DSPAM: Single aliases for spam/ham reporting, opt-in/out-flags in the database
My mail server uses DSPAM (http://sourceforge.net/projects/dspam/) to filter incoming mail. I use the following set-up:
- spam@xxxxx for retraining false negatives.
- ham@xxxxx for retraining false positives.
- Virtual users in the dspam database.
- Opt-in/out flags from the database.
- User IDs in the X-DSPAM-Signature header.
This set-up means that any of my mail users can forward an incorrectly classified message using any of their aliases as the ‘From’ address and DSPAM will work out the correct user from the X-DSPAM-Signature header. I was pretty sure this set-up was working, until I upgraded to version 3.9.0 and the detection efficacy dropped off.
Poking around in the logs, it looked like DSPAM had decided to ignore the opt-in/out flags in the database and reverted to looking in disk files. With the logs reporting:
Loading opt-in from /var/spool/dspam/opt-in/<domain>/<user>.dspam
Loading opt-out from /var/spool/dspam/opt-in/<domain>/<user>.nodspam
This meant that while incoming mail was being filtered, I couldn’t retrain incorrectly classified mail. My retraining command looked like this:
/usr/bin/dspam --user ${from_user} --class=${next_hop} --source=error
Then I found this post about a DSPAM set-up very similar to my own. That post suggests the following for retraining to work:
/usr/bin/dspam --user <user> --class=${nexthop} --source=error
Where:
- <user> must be listed in your database.

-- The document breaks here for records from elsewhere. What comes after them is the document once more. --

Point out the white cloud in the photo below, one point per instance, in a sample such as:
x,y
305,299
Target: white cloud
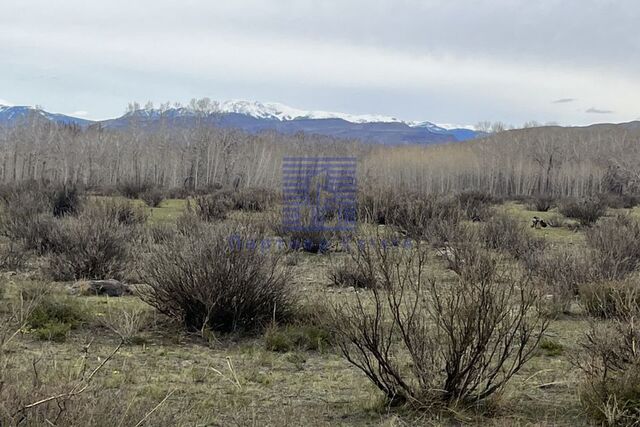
x,y
430,60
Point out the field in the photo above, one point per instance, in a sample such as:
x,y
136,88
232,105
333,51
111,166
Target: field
x,y
167,376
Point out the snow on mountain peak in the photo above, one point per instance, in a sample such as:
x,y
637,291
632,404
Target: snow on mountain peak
x,y
281,112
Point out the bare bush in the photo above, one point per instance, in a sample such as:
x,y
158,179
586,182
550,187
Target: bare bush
x,y
541,203
124,212
153,197
207,281
254,199
95,245
476,204
587,210
27,217
510,235
13,257
132,189
610,362
213,207
126,322
66,201
425,342
610,298
561,273
616,243
346,274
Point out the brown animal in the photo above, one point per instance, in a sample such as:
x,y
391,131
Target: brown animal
x,y
538,222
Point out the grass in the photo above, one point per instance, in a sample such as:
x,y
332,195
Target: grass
x,y
553,234
168,211
239,381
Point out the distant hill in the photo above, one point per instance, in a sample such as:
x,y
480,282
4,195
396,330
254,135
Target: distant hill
x,y
256,117
11,116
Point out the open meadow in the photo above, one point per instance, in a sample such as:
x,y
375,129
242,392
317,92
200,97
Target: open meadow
x,y
73,355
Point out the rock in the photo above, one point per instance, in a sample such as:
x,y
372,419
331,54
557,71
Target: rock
x,y
110,287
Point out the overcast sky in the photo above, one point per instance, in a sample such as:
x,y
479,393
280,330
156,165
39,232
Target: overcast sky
x,y
446,61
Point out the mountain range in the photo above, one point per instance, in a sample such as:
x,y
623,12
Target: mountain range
x,y
254,117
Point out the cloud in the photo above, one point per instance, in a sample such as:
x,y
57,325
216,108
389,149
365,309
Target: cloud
x,y
564,100
506,60
598,111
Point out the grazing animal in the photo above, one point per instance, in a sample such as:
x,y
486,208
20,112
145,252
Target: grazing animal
x,y
538,222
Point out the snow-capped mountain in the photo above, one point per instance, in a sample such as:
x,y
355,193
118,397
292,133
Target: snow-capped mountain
x,y
276,111
254,117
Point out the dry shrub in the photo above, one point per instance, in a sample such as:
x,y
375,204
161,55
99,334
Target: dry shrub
x,y
255,199
346,274
424,342
132,190
619,200
205,280
54,317
153,197
66,201
464,254
616,242
541,203
587,210
126,322
27,217
561,273
411,211
476,204
415,214
13,257
161,233
213,207
510,235
124,212
310,234
611,298
610,362
95,245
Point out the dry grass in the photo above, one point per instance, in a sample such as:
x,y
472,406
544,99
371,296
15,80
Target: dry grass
x,y
225,380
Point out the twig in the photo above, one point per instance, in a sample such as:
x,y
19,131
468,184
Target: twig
x,y
154,409
75,390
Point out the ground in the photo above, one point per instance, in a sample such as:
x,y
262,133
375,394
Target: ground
x,y
236,381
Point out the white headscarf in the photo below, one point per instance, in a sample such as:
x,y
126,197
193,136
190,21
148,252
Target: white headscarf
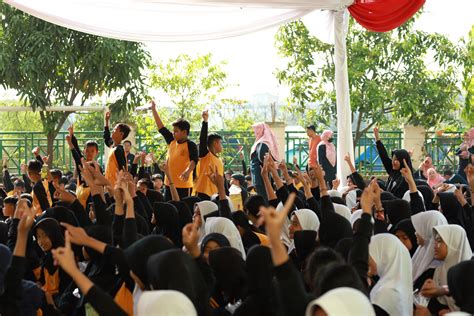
x,y
407,196
351,199
165,303
308,221
454,236
343,210
227,228
355,216
205,208
393,291
285,231
342,301
423,258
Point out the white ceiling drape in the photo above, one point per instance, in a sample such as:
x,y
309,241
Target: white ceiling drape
x,y
197,20
172,21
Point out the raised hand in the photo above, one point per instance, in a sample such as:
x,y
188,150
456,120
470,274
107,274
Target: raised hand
x,y
205,115
406,172
376,133
274,220
77,235
367,199
190,235
70,129
64,256
36,151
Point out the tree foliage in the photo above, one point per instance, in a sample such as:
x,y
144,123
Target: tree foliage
x,y
405,75
49,65
190,83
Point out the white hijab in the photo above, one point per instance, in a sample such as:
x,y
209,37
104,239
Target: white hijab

- If you're running in opt-in mode (like me), <user> must have opted in.
So I changed my retraining command to:
/usr/bin/dspam --user dspam --class=${nexthop} --source=error
and:
- Added a row to the dspam_virtual_uids database table for a user called 'dspam'.
- Added an opt-in file for the 'dspam' user: created /var/spool/dspam/opt-in/local/dspam.dspam.
- Added OptIn:on and OptOut:off preferences to the database for the 'dspam' user.
- Deleted the other 'opt-in' files for the other users I'd added while trying to fix/investigate the issue.
It looks like if users are opted out by default, setting OptIn to 'on' isn't enough you have set OptOut for that user to 'off'.
Now my retraining addresses are working again. Once a decent amount of spam/non-spam has be processed and re-classified, all those banking scams should end up where they belong: in the spam folder.